Page 1 of 2

"Accidental" Session ID Collision...

Posted: Fri Jul 29, 2005 4:57 pm
by nielsene
This is a spin off from the thread in General Discussions:
session id
That I think could benefit from increase exposure here.

The initial question was, whats the chance of generating the same session id twice.

If we posit that the session id is derived from a 32 bit integer we have about 4E9 possible session identifiers.

Treating this as a birthday collision problem we have an equation like

Code: Select all

x:=2^32 -1
p(n):=1 - ї x! / ((x-n)!(x^n)]
After a few iterations to reduce this to a form that doesnt't overflow I was using: (in python or 'R'... here shown in psudeo-php)

Code: Select all

$x=pow(2,32)-1;
$temp=1.0;
for ($i=0;$i<1000000;$i++) {
  $temp*=($x-$i);
  $temp/=$x;
  $p=1.0-$temp;
  if (($i %10000)==0) echo "$i --- $p";
}
// Code probably has slightly serious accumulation of
// round-off errors, but general shape and ratio should be
// good enough for proof of concept and general "scale"
Found that at about 65-70K the probability approaches 0.5 and about about 200K the probability is asympototic to 1.

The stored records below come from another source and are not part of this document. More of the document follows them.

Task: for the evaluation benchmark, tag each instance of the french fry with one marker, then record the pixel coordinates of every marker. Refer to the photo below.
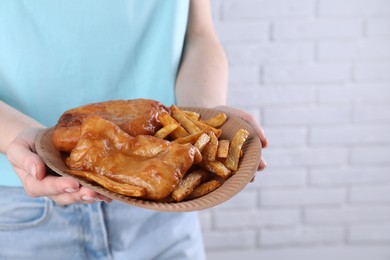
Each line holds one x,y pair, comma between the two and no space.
166,130
187,185
210,151
191,139
233,157
184,120
223,148
206,127
202,141
166,119
216,121
192,114
204,189
218,168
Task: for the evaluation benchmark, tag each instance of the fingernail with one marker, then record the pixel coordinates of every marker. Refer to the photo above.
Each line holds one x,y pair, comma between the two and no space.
88,198
69,190
105,199
33,170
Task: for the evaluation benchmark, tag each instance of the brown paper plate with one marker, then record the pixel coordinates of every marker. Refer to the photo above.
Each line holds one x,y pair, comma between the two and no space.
246,171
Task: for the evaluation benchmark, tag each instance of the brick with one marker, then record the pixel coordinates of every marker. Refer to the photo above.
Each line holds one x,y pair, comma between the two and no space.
230,239
302,236
347,214
374,113
259,9
205,218
242,31
371,155
361,8
288,157
372,92
318,252
246,199
377,193
303,197
350,175
307,73
280,178
304,115
361,50
244,75
350,134
378,27
252,96
256,218
269,53
369,233
291,136
374,71
317,29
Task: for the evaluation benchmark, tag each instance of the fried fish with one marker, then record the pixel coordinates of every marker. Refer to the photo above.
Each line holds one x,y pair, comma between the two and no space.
135,117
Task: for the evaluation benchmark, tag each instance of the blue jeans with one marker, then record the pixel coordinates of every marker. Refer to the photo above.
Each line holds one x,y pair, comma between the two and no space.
37,228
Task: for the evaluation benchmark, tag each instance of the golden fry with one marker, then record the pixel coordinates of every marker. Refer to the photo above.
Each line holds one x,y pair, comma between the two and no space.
186,186
192,114
233,157
204,189
166,130
206,127
184,120
218,168
210,151
216,121
202,141
166,119
190,139
223,148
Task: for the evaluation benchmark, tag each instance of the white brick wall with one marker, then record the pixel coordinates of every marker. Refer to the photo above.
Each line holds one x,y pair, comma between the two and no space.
316,74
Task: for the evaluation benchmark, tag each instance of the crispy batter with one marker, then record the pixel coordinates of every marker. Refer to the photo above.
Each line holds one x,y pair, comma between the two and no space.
153,164
135,117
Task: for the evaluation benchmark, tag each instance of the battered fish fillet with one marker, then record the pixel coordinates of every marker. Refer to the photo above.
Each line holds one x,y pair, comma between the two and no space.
135,117
141,166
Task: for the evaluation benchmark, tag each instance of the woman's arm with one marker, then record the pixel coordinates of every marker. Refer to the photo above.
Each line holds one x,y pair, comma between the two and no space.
203,74
13,122
17,139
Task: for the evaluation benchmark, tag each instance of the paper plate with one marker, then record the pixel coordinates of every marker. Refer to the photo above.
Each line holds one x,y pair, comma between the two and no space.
246,171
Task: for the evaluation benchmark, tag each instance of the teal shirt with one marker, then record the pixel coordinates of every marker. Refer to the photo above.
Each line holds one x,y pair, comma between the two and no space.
56,55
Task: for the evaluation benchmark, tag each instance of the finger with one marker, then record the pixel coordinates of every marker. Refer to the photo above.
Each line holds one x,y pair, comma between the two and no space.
262,165
49,186
84,196
21,157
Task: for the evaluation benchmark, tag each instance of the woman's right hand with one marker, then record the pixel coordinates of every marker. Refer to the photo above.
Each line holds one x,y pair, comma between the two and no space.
31,170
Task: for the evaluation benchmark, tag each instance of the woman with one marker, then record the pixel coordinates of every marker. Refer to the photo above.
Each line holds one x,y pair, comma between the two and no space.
62,54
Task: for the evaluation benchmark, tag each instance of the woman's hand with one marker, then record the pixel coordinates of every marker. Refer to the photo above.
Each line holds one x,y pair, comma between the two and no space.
253,122
31,170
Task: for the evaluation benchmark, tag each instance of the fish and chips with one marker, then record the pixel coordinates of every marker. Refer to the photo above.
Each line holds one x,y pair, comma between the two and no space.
140,148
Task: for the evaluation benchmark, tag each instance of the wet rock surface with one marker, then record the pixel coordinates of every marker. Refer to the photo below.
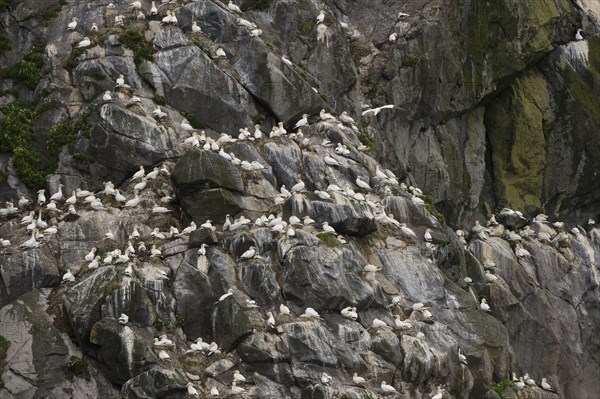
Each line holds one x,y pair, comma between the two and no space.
296,258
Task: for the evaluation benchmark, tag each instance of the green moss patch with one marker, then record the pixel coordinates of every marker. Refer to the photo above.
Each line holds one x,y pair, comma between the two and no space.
28,71
79,368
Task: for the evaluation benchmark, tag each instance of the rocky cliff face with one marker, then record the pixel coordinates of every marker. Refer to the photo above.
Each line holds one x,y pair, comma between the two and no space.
494,105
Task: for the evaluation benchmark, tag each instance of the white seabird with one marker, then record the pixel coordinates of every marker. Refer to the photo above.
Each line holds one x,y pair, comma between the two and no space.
220,53
68,276
310,312
284,309
233,7
484,305
191,390
327,228
84,43
321,17
358,380
302,122
235,390
377,110
41,196
387,388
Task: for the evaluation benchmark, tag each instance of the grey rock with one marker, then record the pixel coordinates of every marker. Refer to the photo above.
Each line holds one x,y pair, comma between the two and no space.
223,104
155,383
230,324
418,360
82,303
121,147
123,350
274,83
26,270
219,367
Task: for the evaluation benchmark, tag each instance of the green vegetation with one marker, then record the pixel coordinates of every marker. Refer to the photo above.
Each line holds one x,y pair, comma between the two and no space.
111,287
328,240
135,41
4,345
195,122
25,160
410,60
502,386
28,71
306,28
79,367
66,134
16,123
367,140
5,44
159,100
4,5
16,138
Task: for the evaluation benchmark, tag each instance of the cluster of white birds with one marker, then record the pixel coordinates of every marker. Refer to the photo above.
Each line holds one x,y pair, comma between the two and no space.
539,230
526,381
366,189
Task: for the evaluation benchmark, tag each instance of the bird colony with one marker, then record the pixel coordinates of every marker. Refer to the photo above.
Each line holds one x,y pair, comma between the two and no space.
280,260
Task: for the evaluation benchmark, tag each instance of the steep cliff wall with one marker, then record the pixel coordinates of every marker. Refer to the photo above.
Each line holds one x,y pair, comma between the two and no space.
495,104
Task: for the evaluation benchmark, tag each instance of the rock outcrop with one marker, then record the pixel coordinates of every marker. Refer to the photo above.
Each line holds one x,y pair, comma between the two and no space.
222,240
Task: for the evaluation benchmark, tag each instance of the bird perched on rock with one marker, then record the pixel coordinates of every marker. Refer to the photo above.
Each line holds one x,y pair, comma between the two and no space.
220,53
233,7
484,305
321,17
358,380
191,390
387,388
86,42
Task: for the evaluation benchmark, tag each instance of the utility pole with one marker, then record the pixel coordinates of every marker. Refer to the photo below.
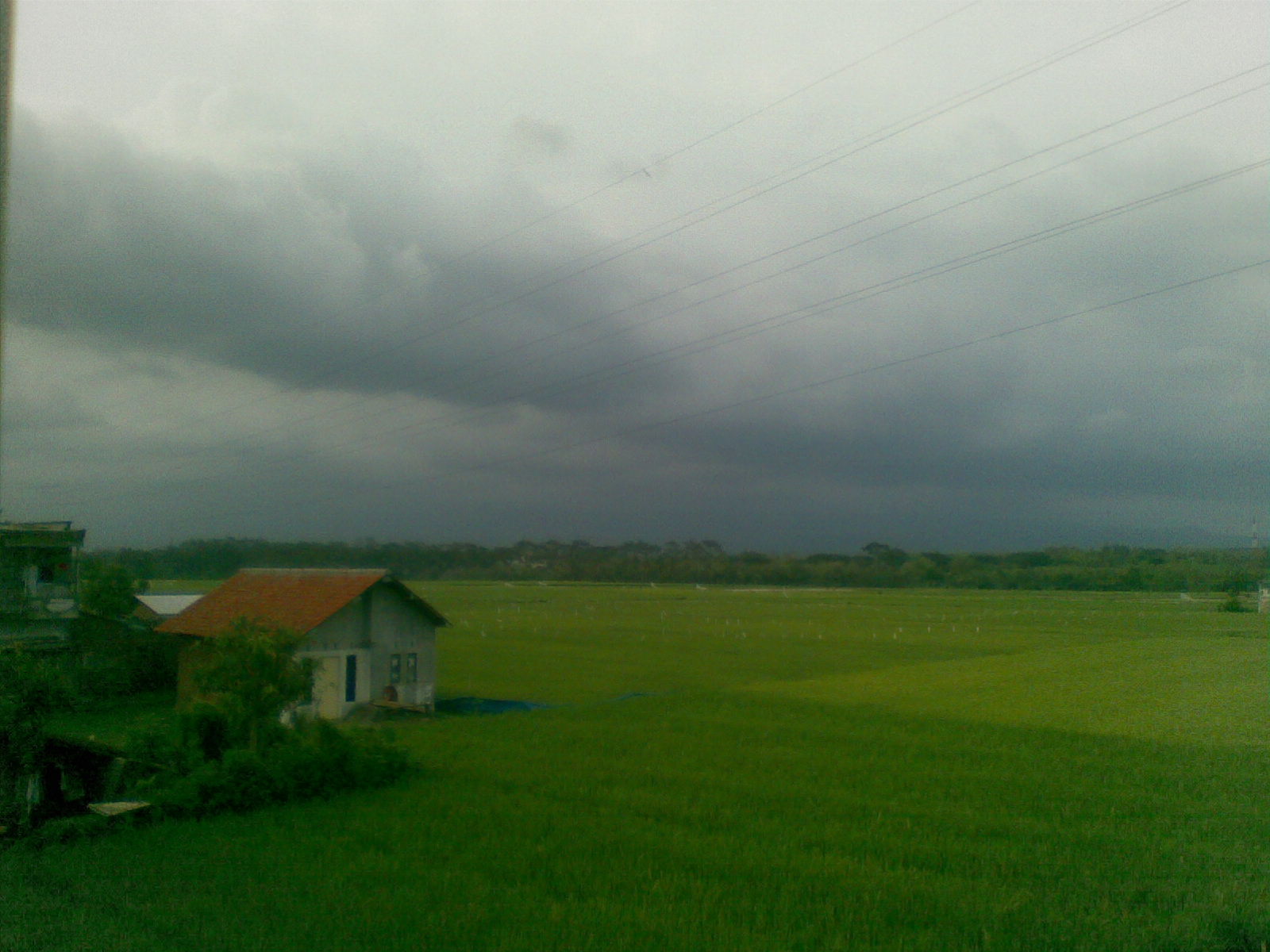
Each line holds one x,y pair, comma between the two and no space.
6,12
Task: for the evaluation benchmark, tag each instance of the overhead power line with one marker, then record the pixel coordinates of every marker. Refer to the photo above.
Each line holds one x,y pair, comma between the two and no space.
329,374
766,324
717,132
501,463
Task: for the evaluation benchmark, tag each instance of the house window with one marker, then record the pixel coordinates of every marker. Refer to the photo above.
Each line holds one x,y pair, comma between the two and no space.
351,678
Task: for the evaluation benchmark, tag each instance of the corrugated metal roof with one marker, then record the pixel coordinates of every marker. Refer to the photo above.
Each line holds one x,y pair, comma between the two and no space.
168,606
298,600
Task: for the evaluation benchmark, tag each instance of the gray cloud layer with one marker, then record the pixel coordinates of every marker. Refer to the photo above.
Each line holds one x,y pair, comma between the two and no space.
266,324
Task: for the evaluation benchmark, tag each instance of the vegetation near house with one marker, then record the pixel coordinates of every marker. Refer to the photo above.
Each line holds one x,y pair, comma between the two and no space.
798,770
252,676
370,636
108,589
31,691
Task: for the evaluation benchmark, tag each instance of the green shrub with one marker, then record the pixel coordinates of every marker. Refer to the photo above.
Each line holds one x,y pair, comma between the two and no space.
318,759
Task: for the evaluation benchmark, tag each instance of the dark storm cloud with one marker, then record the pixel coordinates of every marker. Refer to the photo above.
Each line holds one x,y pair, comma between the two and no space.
257,264
330,271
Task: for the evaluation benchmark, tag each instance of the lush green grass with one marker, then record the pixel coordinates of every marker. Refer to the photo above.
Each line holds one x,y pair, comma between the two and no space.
1051,774
112,720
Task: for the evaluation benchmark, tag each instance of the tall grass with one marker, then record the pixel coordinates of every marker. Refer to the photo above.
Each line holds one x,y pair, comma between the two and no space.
722,814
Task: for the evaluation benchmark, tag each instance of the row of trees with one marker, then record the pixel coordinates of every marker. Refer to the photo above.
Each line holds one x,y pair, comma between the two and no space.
876,565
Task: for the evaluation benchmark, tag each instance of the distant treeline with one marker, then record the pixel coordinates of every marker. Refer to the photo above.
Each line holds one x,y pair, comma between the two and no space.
876,565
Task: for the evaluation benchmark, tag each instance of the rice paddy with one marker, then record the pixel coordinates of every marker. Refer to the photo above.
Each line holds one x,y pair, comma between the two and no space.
798,771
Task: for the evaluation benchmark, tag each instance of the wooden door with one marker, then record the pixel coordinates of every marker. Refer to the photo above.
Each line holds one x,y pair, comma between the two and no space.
329,687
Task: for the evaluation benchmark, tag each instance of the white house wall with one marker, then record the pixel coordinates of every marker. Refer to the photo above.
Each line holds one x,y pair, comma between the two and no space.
397,628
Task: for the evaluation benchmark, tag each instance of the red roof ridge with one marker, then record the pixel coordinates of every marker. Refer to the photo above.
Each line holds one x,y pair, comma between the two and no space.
298,600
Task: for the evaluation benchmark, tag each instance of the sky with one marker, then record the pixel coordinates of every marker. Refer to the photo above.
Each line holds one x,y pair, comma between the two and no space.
785,276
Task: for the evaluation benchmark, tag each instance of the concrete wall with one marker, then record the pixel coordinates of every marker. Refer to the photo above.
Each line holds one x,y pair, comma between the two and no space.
380,625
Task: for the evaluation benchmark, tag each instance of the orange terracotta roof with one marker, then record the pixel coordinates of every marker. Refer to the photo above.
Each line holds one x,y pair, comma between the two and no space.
298,600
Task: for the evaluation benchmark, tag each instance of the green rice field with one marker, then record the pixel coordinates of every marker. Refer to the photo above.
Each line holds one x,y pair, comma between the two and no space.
749,770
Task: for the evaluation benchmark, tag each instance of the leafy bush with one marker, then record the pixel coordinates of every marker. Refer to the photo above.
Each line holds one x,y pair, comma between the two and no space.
319,759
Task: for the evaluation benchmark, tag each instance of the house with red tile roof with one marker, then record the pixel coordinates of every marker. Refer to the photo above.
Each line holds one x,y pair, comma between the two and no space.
370,635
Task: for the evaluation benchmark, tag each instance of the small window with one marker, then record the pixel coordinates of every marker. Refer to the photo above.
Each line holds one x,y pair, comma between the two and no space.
351,678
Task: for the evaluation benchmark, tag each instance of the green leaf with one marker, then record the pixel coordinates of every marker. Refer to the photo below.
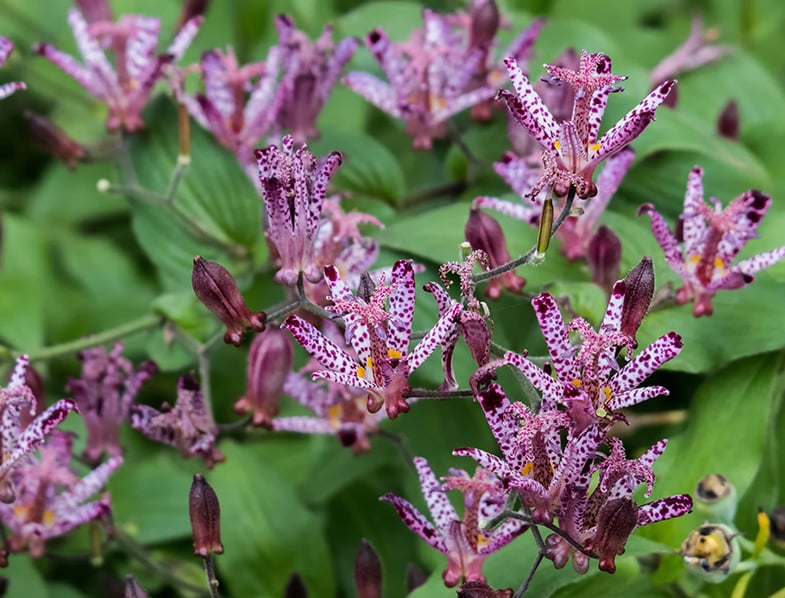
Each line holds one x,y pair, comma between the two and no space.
726,433
369,168
267,532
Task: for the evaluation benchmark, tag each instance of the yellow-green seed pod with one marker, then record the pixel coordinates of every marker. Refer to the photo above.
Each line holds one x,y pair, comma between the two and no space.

Thus if you have ~65K simultaneous sessions, the session collision chance is extremely high and an attacker could guess an id one time in two.

Its very interesting that the percentage of the population required for p(n)=0.5 decreases with increasing population size. Its about 1/15 in the birthday collision (23/365) but ~15/1M in this case (65K/4B).

The idea about manually checking if you've issued a given session id before issueing it is only a slight help if you have a large number of active sessions. It would stop you from accidentally causing a collision, but won't protect from the ease of a random guesss matching.

Changing to using a pair of 32bit tokeen is of course an option. I've run upto 5,000,000 and its still down in the 1E-07 probability range of collision then.

So in short, for "normal" sites the 32 bit session id should be safe; but I would hope that very large sites take some form of additional protection.

Posted: Fri Jul 29, 2005 5:38 pm
by shiflett
The session identifier should be a 128 bit number, represented as 32 characters (bytes). This makes the likelihood of a collision negligible.

In order to explain this better, I need to use smaller numbers. If a session identifier were represented as 4 characters (instead of 32), it would represent a 16 bit number, not a 4 bit one. For example, f3c2 is
1111001111000010 (unless I made a mistake in my haste).

f = 1111
3 = 0011
c = 1100
2 = 0010

Posted: Fri Jul 29, 2005 5:46 pm
by nielsene
OK, yes I was a little surprised by the assertion that it was a 32 bit value, in the original thread referenced. Give that its a 128 bit with a 160bit option in PHP5, its a moot point.

Posted: Fri Jul 29, 2005 5:52 pm
by shiflett
It's 128 bits. :-)

Posted: Fri Jul 29, 2005 5:55 pm
by nielsene
yup just noticed that and corrected my post while you posted...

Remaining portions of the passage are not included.